The interface is not segregated here. It tries to do too much. Again, “No client should be forced to depend on methods it does not use.”
A programer creates an instance of CannonPrinter
and observes they can invoke the internetFax()
method. Except it won’t do anything. The developer will trust the editor/IDE auto-complete and intellisense features and assume that method really does send an internet fax.
If I create an ArrayList
and I see it has an add()
, is it too much to expect that it adds the value/object to the list? No. We expect it to do just that. Same if I see an internetFax()
method. I expect it sends internet fax. Simple as that.
This is a catastrophe in the making! Don’t design things like this.

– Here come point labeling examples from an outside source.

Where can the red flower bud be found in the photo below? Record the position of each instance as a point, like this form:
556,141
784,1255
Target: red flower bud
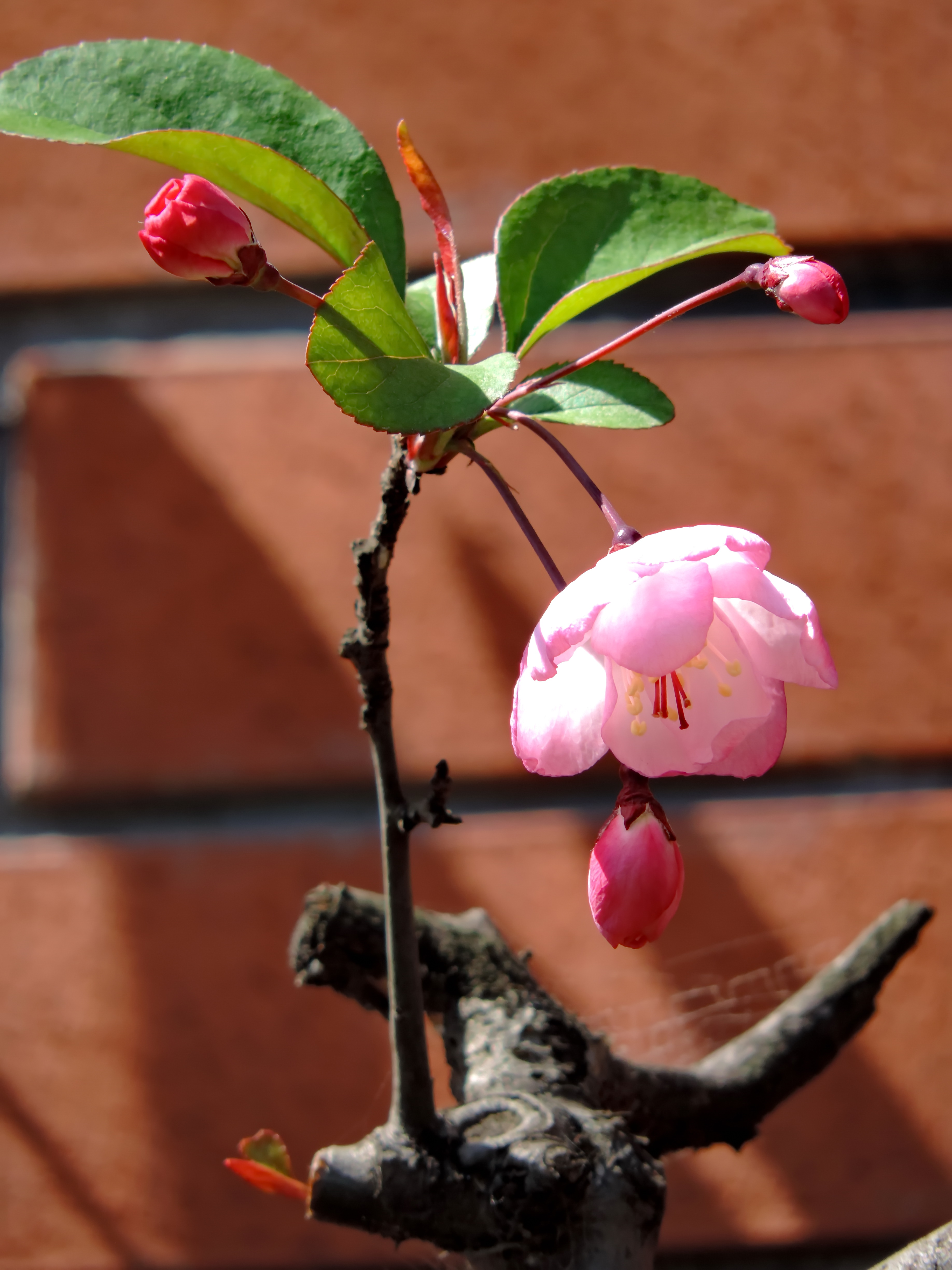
636,874
195,230
805,286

Print and Fax Machines (better design)#
NOTE: This design abides by the Interface Segregation Principle.
Let’s split the big interface into smaller, more specialized interfaces.
First of all, we segregated the bloated interface into smaller, cohesive interface. The smaller interfaces more closely abide by the Single Responsibility principle.
Now classes are not forced to have blank implementations for methods they really cannot honor. For example, CannonPrinter
will not have a blank, untruthful fax()
method. It now only implements methods it can really fulfill.
As an aside, it would be possible to have a parent interface with common methods, and then more dedicated and specialized interfaces adding further methods as necessary.
Identifying ISP Violations#
Fat interfaces (too many methods);
Interfaces with low cohesion (methods that don’t relate or really belong together);
Empty method implementations;
Fat interfaces may be the a consequence of breaking the Single Responsibility Principle. An interface have a single responsibility.
Printing, scanning and faxing are three different concepts. No single interface should really handle all those concepts
By segregating the interfaces, we indirectly end up following the Liskov Substitution Principle, because we can replace the class type CannonPrinter
with the interface Print
, and vice-versa.
Most of the SOLID Principles are intricately linked to one another.
SOLID Principles complement each other, and work together in unison, to achieve the common purpose of well-designed software.